The company earlier forecast sales of primary care drugs, typically prescribed by general practitioners, to drop between 3 and 5 percent in the whole of 2011, and of specialty care drugs to grow close to 8 percent, year-on-year.
It also expects recurring adjusted operating income of 190 million euros to 200 million euros after it rose 27 percent to 144 million euros in the first half of this year. In France, the company's prospects greatly depend on the future of its struggling primary care business. It indicated in June that it would seek a strategic partner for the business.
"We have received non-binding offers but the process is not finished. We are waiting still for more to come... Investors will probably know (the results of the process of selecting a partner) in Q1 2012, that is our plan," said Garidel.

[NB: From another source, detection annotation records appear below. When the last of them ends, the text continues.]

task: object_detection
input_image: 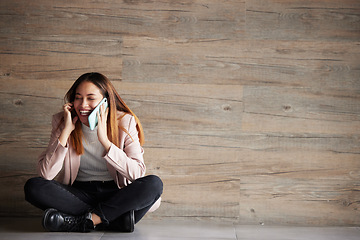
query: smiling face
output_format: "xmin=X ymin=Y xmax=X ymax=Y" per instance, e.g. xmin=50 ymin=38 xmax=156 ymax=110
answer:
xmin=74 ymin=81 xmax=104 ymax=126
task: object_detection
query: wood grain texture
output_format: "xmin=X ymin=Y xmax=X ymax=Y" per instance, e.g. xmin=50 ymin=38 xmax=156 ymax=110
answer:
xmin=0 ymin=0 xmax=360 ymax=226
xmin=246 ymin=0 xmax=360 ymax=42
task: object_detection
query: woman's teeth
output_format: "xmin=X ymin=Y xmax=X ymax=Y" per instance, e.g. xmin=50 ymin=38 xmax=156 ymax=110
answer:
xmin=79 ymin=110 xmax=91 ymax=115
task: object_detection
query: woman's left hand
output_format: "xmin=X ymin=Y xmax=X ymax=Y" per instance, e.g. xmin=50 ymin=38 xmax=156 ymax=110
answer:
xmin=97 ymin=105 xmax=111 ymax=152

Garidel, visiting Moscow to assess further development options for the local division, said Russia, along with Brazil, China and the United States was in focus.
The Russian government has made healthcare one of its key priorities as part of a wider modernization agenda, and global drugmakers, including AstraZeneca and Novartis, have pledged millions of dollars of investments into the market.
"One of the reasons we came here today is to investigate further how we should invest in Russia. This includes not only hiring more people... but also it is to evaluate our options in terms of manufacturing because we know this is becoming an important dimension for the authorities in Russia," he said.
The company would also consider entering into a partnership with a local manufacturer, Garidel said, adding it would take several months to evaluate the matter.
He said Ipsen wanted to maintain at least 15 percent annual sales growth in Russia and planned to increase headcount in the country already this year.
"We understand that the Russian government wants to invest much more in healthcare. Today it is standing roughly at 7 percent of GDP and we believe this percentage will increase over time. We think Russia will be an important part of our growth in the future.
"We have established very good relationships with key institutions in Russia and, despite some challenges that every country faces, we believe that the seeds are there to ensure good growth over time for us," he added.
The company generated nearly 57 million euros ($78 million) in Russian sales last year, and, according to industry research company Pharmexpert, has a 0.5 percent share of the market.